While serving as lieutenant governor of Texas, Rick Perry opposed NAACP efforts to remove monuments and memorials containing the depiction of a Confederate flag from statehouses and other government buildings across the South.
As reported by the Associated Press, the Texas state Supreme Court building once housed a pair of bronze plaques bearing symbols of the Confederacy, but Perry fought against the removal of the plaques, saying Texans “should never forget our history.”
The Associated Press obtained letters Perry wrote to the Sons of Confederate Veterans in March 2000 voicing his opposition to removing the plaques from the government building.
“Although this is an emotional issue, I want you to know that I oppose efforts to remove Confederate monuments, plaques and memorials from public property,” Perry wrote in the letter
“I also believe that communities should decide whether statues or other memorials are appropriate for their community,” Perry wrote. “I believe that Texans should remember the past and learn from it.”
“We should never forget our history, but dwelling on the 19th century takes needed attention away from our future in the 21st century,” Perry said.

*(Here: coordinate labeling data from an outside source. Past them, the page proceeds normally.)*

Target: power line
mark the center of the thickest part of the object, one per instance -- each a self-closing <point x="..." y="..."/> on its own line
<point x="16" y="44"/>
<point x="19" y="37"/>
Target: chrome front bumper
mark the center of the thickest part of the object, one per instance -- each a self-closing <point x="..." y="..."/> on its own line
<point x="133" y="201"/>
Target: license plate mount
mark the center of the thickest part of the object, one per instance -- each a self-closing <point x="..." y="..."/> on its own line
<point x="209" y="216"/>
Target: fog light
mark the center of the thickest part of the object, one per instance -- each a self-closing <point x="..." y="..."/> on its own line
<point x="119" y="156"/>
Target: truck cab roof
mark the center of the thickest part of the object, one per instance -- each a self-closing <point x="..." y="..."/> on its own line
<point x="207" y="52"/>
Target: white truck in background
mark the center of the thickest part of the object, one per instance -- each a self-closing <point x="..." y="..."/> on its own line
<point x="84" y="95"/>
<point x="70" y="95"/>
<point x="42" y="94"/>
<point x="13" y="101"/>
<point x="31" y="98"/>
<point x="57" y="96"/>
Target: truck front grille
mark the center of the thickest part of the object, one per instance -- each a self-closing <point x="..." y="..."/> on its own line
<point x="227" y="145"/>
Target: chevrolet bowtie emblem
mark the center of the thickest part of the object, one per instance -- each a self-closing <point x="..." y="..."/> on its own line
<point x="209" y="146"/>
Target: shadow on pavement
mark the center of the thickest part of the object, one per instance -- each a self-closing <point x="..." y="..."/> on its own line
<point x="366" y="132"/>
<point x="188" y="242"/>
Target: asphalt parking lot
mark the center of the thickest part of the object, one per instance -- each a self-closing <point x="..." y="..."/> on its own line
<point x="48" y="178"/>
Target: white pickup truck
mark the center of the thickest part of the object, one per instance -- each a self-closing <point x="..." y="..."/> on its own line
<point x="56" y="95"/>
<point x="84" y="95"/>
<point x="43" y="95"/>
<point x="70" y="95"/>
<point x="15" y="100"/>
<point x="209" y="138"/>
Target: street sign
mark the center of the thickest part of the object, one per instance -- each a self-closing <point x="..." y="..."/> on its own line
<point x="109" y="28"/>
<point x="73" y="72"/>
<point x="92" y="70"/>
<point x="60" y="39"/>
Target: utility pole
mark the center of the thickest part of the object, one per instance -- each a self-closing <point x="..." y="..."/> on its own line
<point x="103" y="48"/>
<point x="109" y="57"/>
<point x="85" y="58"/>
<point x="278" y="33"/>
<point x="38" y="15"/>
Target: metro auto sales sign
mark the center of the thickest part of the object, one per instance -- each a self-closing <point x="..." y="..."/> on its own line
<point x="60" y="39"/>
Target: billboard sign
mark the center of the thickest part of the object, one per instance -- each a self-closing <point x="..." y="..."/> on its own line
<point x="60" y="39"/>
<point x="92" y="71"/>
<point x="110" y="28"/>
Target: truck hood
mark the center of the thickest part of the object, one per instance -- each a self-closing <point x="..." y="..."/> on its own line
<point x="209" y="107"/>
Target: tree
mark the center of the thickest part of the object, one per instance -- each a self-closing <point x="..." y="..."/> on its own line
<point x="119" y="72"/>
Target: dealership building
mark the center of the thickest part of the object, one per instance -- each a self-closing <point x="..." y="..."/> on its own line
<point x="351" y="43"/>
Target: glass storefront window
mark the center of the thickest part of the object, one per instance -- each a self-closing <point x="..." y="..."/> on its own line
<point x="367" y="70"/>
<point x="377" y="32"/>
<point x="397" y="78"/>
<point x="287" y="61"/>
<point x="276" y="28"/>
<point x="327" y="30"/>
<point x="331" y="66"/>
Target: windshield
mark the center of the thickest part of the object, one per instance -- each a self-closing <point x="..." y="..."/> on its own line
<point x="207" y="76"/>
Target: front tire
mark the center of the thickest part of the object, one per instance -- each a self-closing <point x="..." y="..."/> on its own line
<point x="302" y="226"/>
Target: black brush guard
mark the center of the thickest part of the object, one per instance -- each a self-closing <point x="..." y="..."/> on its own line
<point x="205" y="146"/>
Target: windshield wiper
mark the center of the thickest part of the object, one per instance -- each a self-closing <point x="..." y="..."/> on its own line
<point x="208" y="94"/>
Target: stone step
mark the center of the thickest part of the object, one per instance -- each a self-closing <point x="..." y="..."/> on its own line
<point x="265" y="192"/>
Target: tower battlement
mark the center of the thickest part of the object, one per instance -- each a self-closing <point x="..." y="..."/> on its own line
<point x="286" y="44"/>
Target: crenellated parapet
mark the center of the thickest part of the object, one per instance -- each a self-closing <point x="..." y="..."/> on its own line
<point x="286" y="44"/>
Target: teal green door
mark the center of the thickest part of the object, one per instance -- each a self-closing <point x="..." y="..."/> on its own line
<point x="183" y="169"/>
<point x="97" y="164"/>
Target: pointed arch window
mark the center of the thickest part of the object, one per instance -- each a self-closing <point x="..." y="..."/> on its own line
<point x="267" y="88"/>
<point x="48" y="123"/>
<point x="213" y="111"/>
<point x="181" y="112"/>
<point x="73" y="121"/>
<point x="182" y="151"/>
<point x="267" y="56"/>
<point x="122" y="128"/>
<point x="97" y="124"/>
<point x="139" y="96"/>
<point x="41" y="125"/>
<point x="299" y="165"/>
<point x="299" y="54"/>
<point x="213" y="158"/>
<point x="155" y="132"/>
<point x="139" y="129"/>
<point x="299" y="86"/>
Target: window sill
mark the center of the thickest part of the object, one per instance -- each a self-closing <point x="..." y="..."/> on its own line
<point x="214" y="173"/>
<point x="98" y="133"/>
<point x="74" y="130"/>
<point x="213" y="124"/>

Then Gov. George W. Bush, who was running for president at the time, initially supported keeping the plaques on state grounds but later changed his decision and authorized their replacement with new plaques that touted equal justice for all Texans “regardless of race, creed or color.”
In the past week, Perry has defended himself against criticism stemming from a report that his family leased hunting grounds that were called by a racist slur.
Throughout the past decade, the NAACP fought to remove monuments, markers or symbols of the Confederacy from government buildings across the South, including in the early primary state of South Carolina, but despite efforts to remove the flag from the top of the statehouse in Columbia, it still resides on the Capitol grounds.
In 2000, the South Carolina state legislature voted to remove the Confederate flag from its post atop the Capitol dome, which had been in that position 1960s, but it was not completely eliminated from the premises. Instead, the Confederate flag was relocated to the Confederate Soldier Monument on the Statehouse grounds.